事業所委員への社用車支給は違法か

事業所委員会(Betriebsrat)のメンバーは無報酬の名誉職として職務を遂行する。これは事業所体制法(BetrVG)37条1項に記されたルールである。無報酬を義務付けられているということは、雇用主から職務の遂行に必要のない便宜を受けてはならないということを意味する。これに絡んだ係争でベルリン・ブランデンブルク州労働裁判所が2月に判決(訴訟番号:7 Sa 997/19)を下したので、ここで取り上げてみる。

裁判は自動車大手ダイムラーのベルリン拠点に勤務する技術者が同社を相手取って起こしたもの。同技術者は2018年3月までベルリン地区の事業所委員会の委員長を務めた後、同委の一般メンバーとして活動している。

事業所委員長を務めていた期間、原告は私的利用を認められた社用車を被告ダイムラーから支給されていた。
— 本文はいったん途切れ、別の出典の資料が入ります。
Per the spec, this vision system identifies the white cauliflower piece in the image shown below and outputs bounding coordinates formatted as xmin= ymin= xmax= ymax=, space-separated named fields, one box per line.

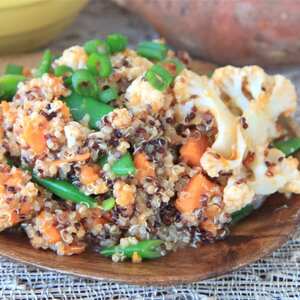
xmin=212 ymin=65 xmax=297 ymax=148
xmin=125 ymin=75 xmax=172 ymax=115
xmin=64 ymin=121 xmax=90 ymax=150
xmin=223 ymin=177 xmax=255 ymax=214
xmin=52 ymin=46 xmax=87 ymax=70
xmin=111 ymin=49 xmax=153 ymax=81
xmin=107 ymin=108 xmax=132 ymax=129
xmin=249 ymin=146 xmax=300 ymax=195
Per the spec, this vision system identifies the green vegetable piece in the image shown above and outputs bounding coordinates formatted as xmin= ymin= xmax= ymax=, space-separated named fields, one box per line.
xmin=72 ymin=69 xmax=99 ymax=98
xmin=36 ymin=49 xmax=52 ymax=77
xmin=31 ymin=174 xmax=97 ymax=208
xmin=99 ymin=86 xmax=118 ymax=103
xmin=5 ymin=64 xmax=23 ymax=75
xmin=84 ymin=39 xmax=109 ymax=55
xmin=66 ymin=92 xmax=113 ymax=129
xmin=101 ymin=197 xmax=116 ymax=211
xmin=137 ymin=41 xmax=168 ymax=61
xmin=106 ymin=33 xmax=128 ymax=54
xmin=54 ymin=65 xmax=73 ymax=86
xmin=111 ymin=152 xmax=136 ymax=176
xmin=0 ymin=74 xmax=26 ymax=100
xmin=273 ymin=137 xmax=300 ymax=156
xmin=98 ymin=155 xmax=108 ymax=167
xmin=87 ymin=53 xmax=112 ymax=78
xmin=207 ymin=70 xmax=214 ymax=78
xmin=145 ymin=64 xmax=173 ymax=92
xmin=230 ymin=204 xmax=254 ymax=225
xmin=100 ymin=239 xmax=163 ymax=259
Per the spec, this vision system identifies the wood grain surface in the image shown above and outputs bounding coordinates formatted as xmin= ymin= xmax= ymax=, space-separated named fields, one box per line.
xmin=0 ymin=53 xmax=299 ymax=285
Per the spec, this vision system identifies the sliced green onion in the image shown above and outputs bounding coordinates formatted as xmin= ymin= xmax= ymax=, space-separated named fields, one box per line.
xmin=84 ymin=39 xmax=109 ymax=55
xmin=36 ymin=49 xmax=52 ymax=77
xmin=0 ymin=74 xmax=26 ymax=100
xmin=161 ymin=58 xmax=184 ymax=76
xmin=106 ymin=33 xmax=128 ymax=54
xmin=273 ymin=137 xmax=300 ymax=156
xmin=145 ymin=64 xmax=173 ymax=91
xmin=87 ymin=53 xmax=112 ymax=78
xmin=137 ymin=41 xmax=168 ymax=61
xmin=230 ymin=204 xmax=254 ymax=225
xmin=99 ymin=86 xmax=118 ymax=103
xmin=101 ymin=197 xmax=116 ymax=211
xmin=54 ymin=65 xmax=73 ymax=86
xmin=5 ymin=64 xmax=23 ymax=75
xmin=71 ymin=69 xmax=99 ymax=98
xmin=111 ymin=152 xmax=136 ymax=176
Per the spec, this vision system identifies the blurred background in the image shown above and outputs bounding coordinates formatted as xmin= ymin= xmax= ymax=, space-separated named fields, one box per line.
xmin=2 ymin=0 xmax=300 ymax=67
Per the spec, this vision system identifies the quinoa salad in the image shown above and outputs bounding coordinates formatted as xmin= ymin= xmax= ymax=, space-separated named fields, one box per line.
xmin=1 ymin=34 xmax=300 ymax=263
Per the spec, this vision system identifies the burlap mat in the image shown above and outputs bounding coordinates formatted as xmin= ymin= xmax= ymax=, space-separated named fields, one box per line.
xmin=1 ymin=1 xmax=300 ymax=298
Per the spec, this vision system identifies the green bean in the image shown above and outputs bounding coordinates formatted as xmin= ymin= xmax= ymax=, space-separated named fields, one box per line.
xmin=66 ymin=92 xmax=113 ymax=129
xmin=0 ymin=74 xmax=26 ymax=100
xmin=36 ymin=49 xmax=52 ymax=77
xmin=84 ymin=39 xmax=109 ymax=55
xmin=106 ymin=33 xmax=128 ymax=54
xmin=100 ymin=239 xmax=163 ymax=259
xmin=71 ymin=69 xmax=99 ymax=98
xmin=111 ymin=152 xmax=136 ymax=176
xmin=101 ymin=197 xmax=116 ymax=211
xmin=230 ymin=204 xmax=254 ymax=225
xmin=31 ymin=173 xmax=97 ymax=208
xmin=99 ymin=86 xmax=118 ymax=103
xmin=273 ymin=137 xmax=300 ymax=156
xmin=98 ymin=153 xmax=136 ymax=176
xmin=54 ymin=65 xmax=73 ymax=86
xmin=5 ymin=64 xmax=23 ymax=75
xmin=87 ymin=53 xmax=112 ymax=78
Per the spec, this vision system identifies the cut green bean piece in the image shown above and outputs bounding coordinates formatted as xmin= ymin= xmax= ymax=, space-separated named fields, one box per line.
xmin=273 ymin=137 xmax=300 ymax=156
xmin=100 ymin=239 xmax=163 ymax=259
xmin=31 ymin=173 xmax=97 ymax=208
xmin=99 ymin=86 xmax=118 ymax=103
xmin=101 ymin=197 xmax=116 ymax=211
xmin=111 ymin=152 xmax=136 ymax=176
xmin=36 ymin=49 xmax=52 ymax=77
xmin=5 ymin=64 xmax=23 ymax=75
xmin=72 ymin=69 xmax=99 ymax=98
xmin=106 ymin=33 xmax=128 ymax=54
xmin=66 ymin=92 xmax=113 ymax=129
xmin=230 ymin=204 xmax=254 ymax=225
xmin=84 ymin=39 xmax=109 ymax=55
xmin=137 ymin=41 xmax=168 ymax=61
xmin=87 ymin=53 xmax=112 ymax=78
xmin=0 ymin=74 xmax=26 ymax=100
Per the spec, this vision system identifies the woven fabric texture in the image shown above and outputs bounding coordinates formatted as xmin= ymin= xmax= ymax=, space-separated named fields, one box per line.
xmin=1 ymin=1 xmax=300 ymax=299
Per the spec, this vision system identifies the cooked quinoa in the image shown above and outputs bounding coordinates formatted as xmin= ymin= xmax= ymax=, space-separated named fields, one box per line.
xmin=1 ymin=35 xmax=300 ymax=261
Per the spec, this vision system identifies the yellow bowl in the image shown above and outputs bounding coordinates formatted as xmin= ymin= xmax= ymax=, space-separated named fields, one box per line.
xmin=0 ymin=0 xmax=88 ymax=54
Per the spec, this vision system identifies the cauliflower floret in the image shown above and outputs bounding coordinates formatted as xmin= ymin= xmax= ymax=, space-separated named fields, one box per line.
xmin=125 ymin=75 xmax=172 ymax=115
xmin=111 ymin=49 xmax=153 ymax=81
xmin=64 ymin=121 xmax=90 ymax=150
xmin=249 ymin=146 xmax=300 ymax=195
xmin=107 ymin=108 xmax=132 ymax=129
xmin=223 ymin=177 xmax=255 ymax=214
xmin=52 ymin=46 xmax=87 ymax=70
xmin=212 ymin=65 xmax=297 ymax=148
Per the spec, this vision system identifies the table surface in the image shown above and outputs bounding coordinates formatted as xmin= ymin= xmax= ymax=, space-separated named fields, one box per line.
xmin=1 ymin=1 xmax=300 ymax=299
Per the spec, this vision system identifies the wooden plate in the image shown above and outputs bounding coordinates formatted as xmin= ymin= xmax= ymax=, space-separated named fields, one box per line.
xmin=0 ymin=53 xmax=300 ymax=285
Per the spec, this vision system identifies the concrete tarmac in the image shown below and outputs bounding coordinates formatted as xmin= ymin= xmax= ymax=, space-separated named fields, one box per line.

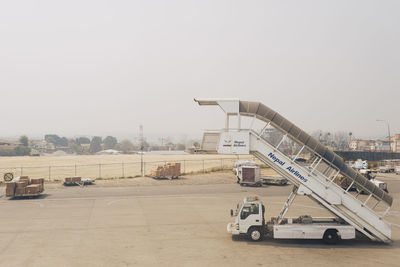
xmin=0 ymin=174 xmax=399 ymax=267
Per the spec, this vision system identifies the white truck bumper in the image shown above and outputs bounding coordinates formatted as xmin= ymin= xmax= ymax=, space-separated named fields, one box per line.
xmin=227 ymin=223 xmax=240 ymax=235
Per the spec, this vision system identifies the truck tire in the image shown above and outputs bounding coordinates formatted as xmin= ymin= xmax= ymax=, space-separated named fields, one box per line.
xmin=248 ymin=227 xmax=263 ymax=242
xmin=323 ymin=229 xmax=339 ymax=245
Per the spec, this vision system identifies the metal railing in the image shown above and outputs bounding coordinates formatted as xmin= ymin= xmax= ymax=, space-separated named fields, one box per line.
xmin=0 ymin=156 xmax=256 ymax=181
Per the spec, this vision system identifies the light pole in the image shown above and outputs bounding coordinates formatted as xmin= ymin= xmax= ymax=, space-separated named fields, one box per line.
xmin=348 ymin=132 xmax=352 ymax=150
xmin=376 ymin=119 xmax=391 ymax=152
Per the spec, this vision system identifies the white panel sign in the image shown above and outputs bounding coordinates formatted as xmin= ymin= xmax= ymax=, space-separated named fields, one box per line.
xmin=217 ymin=131 xmax=249 ymax=154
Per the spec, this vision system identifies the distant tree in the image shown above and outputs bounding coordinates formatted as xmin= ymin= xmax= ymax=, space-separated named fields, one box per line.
xmin=59 ymin=137 xmax=69 ymax=147
xmin=45 ymin=134 xmax=69 ymax=147
xmin=76 ymin=137 xmax=91 ymax=145
xmin=103 ymin=136 xmax=118 ymax=150
xmin=19 ymin=135 xmax=29 ymax=147
xmin=69 ymin=143 xmax=81 ymax=154
xmin=142 ymin=140 xmax=150 ymax=151
xmin=333 ymin=131 xmax=349 ymax=150
xmin=14 ymin=145 xmax=31 ymax=156
xmin=90 ymin=136 xmax=103 ymax=153
xmin=192 ymin=141 xmax=200 ymax=148
xmin=68 ymin=138 xmax=76 ymax=145
xmin=117 ymin=140 xmax=134 ymax=153
xmin=68 ymin=139 xmax=81 ymax=154
xmin=45 ymin=134 xmax=61 ymax=145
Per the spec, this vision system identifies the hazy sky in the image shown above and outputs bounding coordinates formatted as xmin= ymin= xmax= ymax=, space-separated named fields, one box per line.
xmin=1 ymin=0 xmax=399 ymax=141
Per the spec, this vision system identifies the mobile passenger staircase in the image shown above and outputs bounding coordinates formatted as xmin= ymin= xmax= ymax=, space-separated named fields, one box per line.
xmin=195 ymin=99 xmax=392 ymax=243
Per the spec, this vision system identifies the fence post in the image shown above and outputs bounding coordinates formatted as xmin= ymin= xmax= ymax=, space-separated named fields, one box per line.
xmin=20 ymin=167 xmax=23 ymax=176
xmin=99 ymin=164 xmax=101 ymax=178
xmin=74 ymin=164 xmax=77 ymax=176
xmin=143 ymin=162 xmax=146 ymax=177
xmin=220 ymin=158 xmax=223 ymax=171
xmin=48 ymin=166 xmax=51 ymax=181
xmin=122 ymin=162 xmax=125 ymax=178
xmin=203 ymin=160 xmax=205 ymax=173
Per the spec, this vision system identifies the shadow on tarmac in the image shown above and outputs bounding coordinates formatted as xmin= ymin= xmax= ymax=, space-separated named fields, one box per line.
xmin=9 ymin=193 xmax=50 ymax=200
xmin=232 ymin=234 xmax=399 ymax=249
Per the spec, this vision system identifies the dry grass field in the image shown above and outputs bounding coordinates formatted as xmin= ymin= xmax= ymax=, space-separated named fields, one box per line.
xmin=0 ymin=154 xmax=255 ymax=181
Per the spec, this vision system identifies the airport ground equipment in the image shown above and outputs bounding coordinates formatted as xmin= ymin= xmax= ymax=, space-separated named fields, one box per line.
xmin=228 ymin=195 xmax=355 ymax=243
xmin=195 ymin=99 xmax=392 ymax=243
xmin=350 ymin=159 xmax=388 ymax=193
xmin=261 ymin=176 xmax=288 ymax=185
xmin=6 ymin=176 xmax=44 ymax=198
xmin=233 ymin=160 xmax=261 ymax=186
xmin=64 ymin=177 xmax=94 ymax=186
xmin=233 ymin=160 xmax=287 ymax=186
xmin=150 ymin=163 xmax=181 ymax=179
xmin=378 ymin=165 xmax=395 ymax=173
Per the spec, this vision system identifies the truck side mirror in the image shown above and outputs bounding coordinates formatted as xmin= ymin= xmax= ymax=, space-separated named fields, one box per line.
xmin=230 ymin=209 xmax=233 ymax=216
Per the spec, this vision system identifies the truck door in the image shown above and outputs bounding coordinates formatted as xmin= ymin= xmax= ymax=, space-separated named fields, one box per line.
xmin=239 ymin=203 xmax=262 ymax=233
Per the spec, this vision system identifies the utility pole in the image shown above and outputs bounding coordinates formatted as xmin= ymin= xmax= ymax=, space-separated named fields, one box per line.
xmin=139 ymin=125 xmax=144 ymax=176
xmin=348 ymin=132 xmax=352 ymax=150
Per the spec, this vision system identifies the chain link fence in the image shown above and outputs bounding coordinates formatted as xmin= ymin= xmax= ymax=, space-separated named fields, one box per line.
xmin=0 ymin=156 xmax=260 ymax=181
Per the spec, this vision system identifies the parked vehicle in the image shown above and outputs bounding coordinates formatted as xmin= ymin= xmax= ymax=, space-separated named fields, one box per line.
xmin=378 ymin=165 xmax=395 ymax=173
xmin=395 ymin=166 xmax=400 ymax=175
xmin=260 ymin=176 xmax=288 ymax=185
xmin=233 ymin=160 xmax=262 ymax=187
xmin=228 ymin=195 xmax=355 ymax=244
xmin=349 ymin=159 xmax=388 ymax=193
xmin=196 ymin=98 xmax=393 ymax=243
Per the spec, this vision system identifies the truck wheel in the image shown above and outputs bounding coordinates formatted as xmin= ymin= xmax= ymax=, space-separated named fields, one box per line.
xmin=323 ymin=230 xmax=339 ymax=244
xmin=248 ymin=227 xmax=263 ymax=242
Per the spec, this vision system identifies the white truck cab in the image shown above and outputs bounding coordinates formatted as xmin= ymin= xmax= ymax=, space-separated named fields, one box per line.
xmin=228 ymin=196 xmax=265 ymax=240
xmin=228 ymin=196 xmax=356 ymax=244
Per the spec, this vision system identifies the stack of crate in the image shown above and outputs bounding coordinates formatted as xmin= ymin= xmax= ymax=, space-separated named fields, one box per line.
xmin=6 ymin=182 xmax=17 ymax=197
xmin=5 ymin=176 xmax=44 ymax=197
xmin=64 ymin=176 xmax=82 ymax=184
xmin=150 ymin=163 xmax=181 ymax=178
xmin=30 ymin=178 xmax=45 ymax=193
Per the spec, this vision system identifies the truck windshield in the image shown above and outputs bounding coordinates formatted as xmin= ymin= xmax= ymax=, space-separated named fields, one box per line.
xmin=240 ymin=203 xmax=259 ymax=220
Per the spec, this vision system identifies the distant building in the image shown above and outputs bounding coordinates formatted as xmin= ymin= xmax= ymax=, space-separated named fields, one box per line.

金銭に換算すると月に約400ユーロ相当の便宜を受けた計算だ。

事業所委の一般メンバーとなった18年3月以降は同社の規定に基づき、社用車の利用は業務上、必要な場合に限られ、私的利用はできなくなった。

原告はこれを不当として提訴。一審のベルリン労働裁判所で勝訴したものの、二審のベルリン・ブランデンブルク州労裁は逆転敗訴を言い渡した。判決理由で同州労裁の裁判官は、BetrVG37条1項と、事業所委の差別と優遇を共に禁じたBetrVG78条2項の規定を指摘。事業所委のメンバーは私的利用が可能な社用車の支給を受けることができないとの判断を示した。事業所委員長を務めていた時期に受けた便宜も違法だったと判断したわけである。